# 9.3 Upgrade



## lostpacket (Jan 13, 2020)

I have been given the task of updating 9.3 to current release, originally the kernel was built from source. I've checked the kernel and there isn't anything specific I can see will break, is there any point in compiling the base from source these days as opposed to binary update (base only not ports) or is it recommended to do this from source due to the age of the system?

Also with regards to ports, they would definately have been built from source, so I am guessing it would be best to stick to portmaster or something for upgrading the packages and continue the buildng them from source?

Not had do upgrade a system via source for a while


----------



## SirDice (Jan 14, 2020)

lostpacket said:


> is there any point in compiling the base from source these days as opposed to binary update (base only not ports)


None. It's really only useful to do a source upgrade if you have modified the base OS (removed stuff, etc). 

But as this is a fairly old machine I would recommend just using a second, new, machine to install the new versions. That way you can iron out any issues and switch back and forth between the old and new machine if needed. 



lostpacket said:


> Also with regards to ports, they would definately have been built from source, so I am guessing it would be best to stick to portmaster or something for upgrading the packages and continue the buildng them from source?

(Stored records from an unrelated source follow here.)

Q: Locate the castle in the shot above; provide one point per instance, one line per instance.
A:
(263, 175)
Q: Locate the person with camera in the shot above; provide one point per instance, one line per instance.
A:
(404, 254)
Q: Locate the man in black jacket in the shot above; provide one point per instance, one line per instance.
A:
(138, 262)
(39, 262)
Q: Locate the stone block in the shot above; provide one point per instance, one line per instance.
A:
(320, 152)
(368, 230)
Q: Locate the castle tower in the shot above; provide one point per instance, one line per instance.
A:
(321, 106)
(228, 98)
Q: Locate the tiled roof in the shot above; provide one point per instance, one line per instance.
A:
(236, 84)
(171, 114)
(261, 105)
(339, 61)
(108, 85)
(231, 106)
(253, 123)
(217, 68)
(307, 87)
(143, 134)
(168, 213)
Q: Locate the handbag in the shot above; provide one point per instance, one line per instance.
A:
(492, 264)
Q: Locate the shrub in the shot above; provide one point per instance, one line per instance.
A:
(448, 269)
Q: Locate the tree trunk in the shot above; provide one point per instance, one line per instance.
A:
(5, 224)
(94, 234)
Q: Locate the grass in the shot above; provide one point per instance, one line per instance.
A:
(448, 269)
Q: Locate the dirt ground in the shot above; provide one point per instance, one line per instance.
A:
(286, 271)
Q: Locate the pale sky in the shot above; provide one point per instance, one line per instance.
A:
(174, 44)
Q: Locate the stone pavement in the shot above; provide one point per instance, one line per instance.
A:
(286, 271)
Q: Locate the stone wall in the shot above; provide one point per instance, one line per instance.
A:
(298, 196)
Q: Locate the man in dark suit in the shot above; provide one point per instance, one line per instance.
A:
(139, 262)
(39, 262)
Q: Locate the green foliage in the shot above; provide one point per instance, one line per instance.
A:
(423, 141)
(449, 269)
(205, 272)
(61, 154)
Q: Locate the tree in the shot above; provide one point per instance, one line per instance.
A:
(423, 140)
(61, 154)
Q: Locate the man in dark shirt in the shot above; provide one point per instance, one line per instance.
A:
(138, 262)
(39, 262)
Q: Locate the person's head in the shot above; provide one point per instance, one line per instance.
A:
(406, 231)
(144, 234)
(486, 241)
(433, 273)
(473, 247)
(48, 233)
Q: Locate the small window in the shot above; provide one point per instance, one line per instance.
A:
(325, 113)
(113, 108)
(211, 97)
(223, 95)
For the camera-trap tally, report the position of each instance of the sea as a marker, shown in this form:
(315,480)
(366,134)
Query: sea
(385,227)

Depending on the amount of machines you need to manage I would recommend setting up your own package repository. That will allow you to build everything from ports with your own defaults while keeping the ease of management of packages on the production servers.


----------



## Uniballer (Jan 14, 2020)

Agree that you should definitely consider a fresh install on new(er) hardware.  It is likely to be much faster and easier than the multiple upgrade steps you will need to go through to get from 9.3 to, say, 12.1.  To say nothing of dealing with required configuration file changes on the way...

Depending on exactly what ports you have been using you might be able to just use packages, but agree that if you need different build options then you will be building from source.


----------